Ich bin hier etwas planlos.

Gibt es ne Regel was die Durchmesser fertiges Gewinde - Kernlochbohrer betrifft? Oder eine Formel?

Es gibt Gewindeschneider für die Hand und für die Maschine.
Vor- und Nachteile jeweils? Was ist ratsamer für einen vollkommen Unbedarften???

HankEr
25.01.02, 13:33
Bin sicher kein Experte, aber ich finde für die meisten Gewinde die man so braucht kann man auf maschinelle Unterstützung gut verzichten und ich denke sogar, daß es manuell mit guten Schneidern und einer guten "Fassung" (Hebel) einfacher geht.

Armin II
25.01.02, 13:46
Ist doch halb so wild: Für den Kernlochdurchmesser gilt in etwa die Faustformel :
Gewindedurchmesser * 0,8 = Kernlochdurchmesser
oder ganz genau Gewindedurchmesser - (2*Gewindesteigung)= Kernlochdurchmesser

dazu sollte man aber die Gewindesteigungen wissen:irre:

Wenn du es genauer wissen willst findest du die Kernlochdurchmesser zu metrischen Gewinden in jedem Tabellenbuch fürs Metallhandwerk, ausserdem sind bei vielen Messschiebern auf der Rückseite Tabellen mit den Kernlochdurchmessern und Gewindesteigungen angegeben.

Bei manchen Bohrersets sind Kernlochbohrer enthalten, das sind dann die mit Durchmesser 3,3mm (M4) 4,2mm(M5) 6,8mm(M8)

Zu den Gewindeschneidern: Handgewindebohrersets bestehen normalerweise aus 3 Bohrern je Durchmesser: Vorschneider,Nachschneider, Fertigschneider gekennzeichnet durch 1 bzw. 2 bzw. null umlaufende Ringe. Die 3 Werkzeuge werden nacheinander angewandt.

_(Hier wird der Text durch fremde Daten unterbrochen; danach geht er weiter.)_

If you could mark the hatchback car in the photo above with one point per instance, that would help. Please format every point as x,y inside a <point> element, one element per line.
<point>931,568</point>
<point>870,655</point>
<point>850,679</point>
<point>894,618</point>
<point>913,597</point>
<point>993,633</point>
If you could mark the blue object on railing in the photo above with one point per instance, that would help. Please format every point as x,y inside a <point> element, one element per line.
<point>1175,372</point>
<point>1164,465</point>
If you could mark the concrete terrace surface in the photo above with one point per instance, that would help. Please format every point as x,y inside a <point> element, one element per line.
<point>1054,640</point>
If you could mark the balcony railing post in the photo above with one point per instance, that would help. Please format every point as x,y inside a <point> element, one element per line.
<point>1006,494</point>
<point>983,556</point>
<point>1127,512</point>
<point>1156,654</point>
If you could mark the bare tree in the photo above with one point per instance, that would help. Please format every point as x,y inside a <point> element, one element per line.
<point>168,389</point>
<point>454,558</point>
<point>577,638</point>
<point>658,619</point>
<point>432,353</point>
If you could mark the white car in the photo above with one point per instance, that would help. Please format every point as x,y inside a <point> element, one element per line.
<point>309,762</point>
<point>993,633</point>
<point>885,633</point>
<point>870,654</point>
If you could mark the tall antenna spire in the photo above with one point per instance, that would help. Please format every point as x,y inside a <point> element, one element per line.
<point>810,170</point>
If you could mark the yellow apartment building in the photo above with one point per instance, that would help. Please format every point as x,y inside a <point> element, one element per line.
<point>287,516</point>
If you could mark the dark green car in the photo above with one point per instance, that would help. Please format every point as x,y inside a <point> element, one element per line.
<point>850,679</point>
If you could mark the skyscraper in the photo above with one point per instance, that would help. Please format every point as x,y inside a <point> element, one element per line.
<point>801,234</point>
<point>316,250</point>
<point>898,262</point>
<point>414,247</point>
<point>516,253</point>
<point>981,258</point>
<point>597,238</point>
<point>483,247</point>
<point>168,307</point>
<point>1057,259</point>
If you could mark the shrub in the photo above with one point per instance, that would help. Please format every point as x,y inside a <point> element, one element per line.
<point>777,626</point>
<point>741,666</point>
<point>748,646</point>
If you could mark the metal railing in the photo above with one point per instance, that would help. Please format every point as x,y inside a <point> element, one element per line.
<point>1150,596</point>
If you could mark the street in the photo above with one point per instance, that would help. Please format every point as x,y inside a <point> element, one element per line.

Die damit geschnittenen Gewinde sollen von der Qualität her besser sein. Das macht aber heute fast niemand mehr wegen Zeitaufwand.

Bei den Maschinengewindebohrern gibt es viele unterschiedliche Typen: Für Durchgangs- oder Sachlochgewinde(fördern die Spänne entweder nach unten oder aber nach oben ab) dann gibts unterschiedliche Bohrer für unterschiedliches Material (Alu, Stahl, hochfesten Stahl....)die sind dann farblich gekennzeichnet. Selbstverständlich kannst Du auch mit nem Maschinengewindebohrer von Hand arbeiten.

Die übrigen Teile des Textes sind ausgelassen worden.